ただし、ずっと同じような合図だと馬も慣れてきて、飽きちゃうかもしれません。そんなときは、左右の脚を交互に使う合図を試してみてください。馬の左肢が前に出たときは右の脚、馬の右肢が前に出た時は左の脚で合図をします。一完歩ずつ、歩度が伸びるので、乗り手も楽しいですよ。

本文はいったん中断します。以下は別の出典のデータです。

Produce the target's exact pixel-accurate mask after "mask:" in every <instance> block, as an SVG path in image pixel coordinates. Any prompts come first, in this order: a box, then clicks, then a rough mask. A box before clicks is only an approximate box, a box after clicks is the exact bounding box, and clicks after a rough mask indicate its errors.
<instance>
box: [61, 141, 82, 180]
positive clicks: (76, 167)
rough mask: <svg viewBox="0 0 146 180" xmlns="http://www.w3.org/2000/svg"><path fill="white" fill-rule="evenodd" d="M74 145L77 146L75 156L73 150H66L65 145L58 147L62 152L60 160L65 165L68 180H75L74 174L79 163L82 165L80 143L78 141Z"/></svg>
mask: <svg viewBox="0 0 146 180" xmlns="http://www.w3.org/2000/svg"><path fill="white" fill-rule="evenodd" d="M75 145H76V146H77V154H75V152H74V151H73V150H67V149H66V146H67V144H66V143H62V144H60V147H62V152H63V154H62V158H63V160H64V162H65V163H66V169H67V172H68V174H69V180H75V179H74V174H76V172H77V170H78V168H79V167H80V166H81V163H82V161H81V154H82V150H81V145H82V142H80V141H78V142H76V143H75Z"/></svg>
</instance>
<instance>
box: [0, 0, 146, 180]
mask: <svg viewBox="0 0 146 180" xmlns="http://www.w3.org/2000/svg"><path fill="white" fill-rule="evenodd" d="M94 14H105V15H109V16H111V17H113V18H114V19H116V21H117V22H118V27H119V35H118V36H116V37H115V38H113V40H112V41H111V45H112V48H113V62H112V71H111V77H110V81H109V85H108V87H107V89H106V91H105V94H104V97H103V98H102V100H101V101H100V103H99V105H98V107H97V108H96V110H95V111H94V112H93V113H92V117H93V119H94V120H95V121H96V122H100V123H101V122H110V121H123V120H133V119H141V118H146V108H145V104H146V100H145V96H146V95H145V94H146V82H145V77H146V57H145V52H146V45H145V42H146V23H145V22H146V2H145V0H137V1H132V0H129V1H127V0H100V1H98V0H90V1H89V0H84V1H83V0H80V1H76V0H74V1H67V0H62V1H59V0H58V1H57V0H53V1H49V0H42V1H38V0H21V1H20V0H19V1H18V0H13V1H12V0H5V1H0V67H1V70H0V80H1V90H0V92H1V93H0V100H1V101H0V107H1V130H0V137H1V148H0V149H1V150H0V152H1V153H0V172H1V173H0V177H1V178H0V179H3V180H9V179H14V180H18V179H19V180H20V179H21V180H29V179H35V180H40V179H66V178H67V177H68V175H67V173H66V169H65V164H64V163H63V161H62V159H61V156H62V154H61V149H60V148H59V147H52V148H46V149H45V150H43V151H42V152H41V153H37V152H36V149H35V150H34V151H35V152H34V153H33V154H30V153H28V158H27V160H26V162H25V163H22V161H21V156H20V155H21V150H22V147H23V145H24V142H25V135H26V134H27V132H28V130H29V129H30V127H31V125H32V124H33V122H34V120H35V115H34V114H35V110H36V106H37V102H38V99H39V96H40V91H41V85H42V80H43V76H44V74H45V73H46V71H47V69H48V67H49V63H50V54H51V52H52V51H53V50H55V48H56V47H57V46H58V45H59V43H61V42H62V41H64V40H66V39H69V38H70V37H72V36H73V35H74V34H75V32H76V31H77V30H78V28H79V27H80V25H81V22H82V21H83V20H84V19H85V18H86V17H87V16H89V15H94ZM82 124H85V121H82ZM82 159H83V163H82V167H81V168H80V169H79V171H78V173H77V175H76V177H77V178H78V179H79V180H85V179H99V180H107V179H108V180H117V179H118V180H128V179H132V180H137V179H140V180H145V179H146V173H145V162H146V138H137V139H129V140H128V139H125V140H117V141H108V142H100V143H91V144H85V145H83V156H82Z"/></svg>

馬の性格によってもバラツキがありますが、乗り手の合図に慣れてくると、物見をするなど集中力を欠いてくる馬もいます。そんな馬に対しては、左右の脚で別々に合図を送るだけでも、「あれ、今までと違う合図だ」と思われて、馬が乗り手に集中しなおしてくれることも。飽きっぽくて、マイペースな馬たちを飽きさせないようにする方法でもあるんですよ。

こちらもどうぞ!

キックなの?圧迫なの?どっちが好きなの?/脚の色々な使い方 (youtube.com)

まとめ

いかがでしたか。常歩は全ての歩様の基礎です。いい常歩なくして、いい速歩やいい駈歩はありえません。また、馬がぴりっとしている「いい常歩」やダラダラしている常歩だけではなく、馬なりでも馬がリラックスしている「いい常歩」もあり、見た目以上に奥の深い歩様です。理想の常歩を出せるよう、馬の雰囲気を少しずつ感じとっていけるようになるといいですね。次のレッスンでは、是非、常歩のレベルアップを意識してみてください。もしかしたら、もう少し楽に移行できるようになるかもしれません!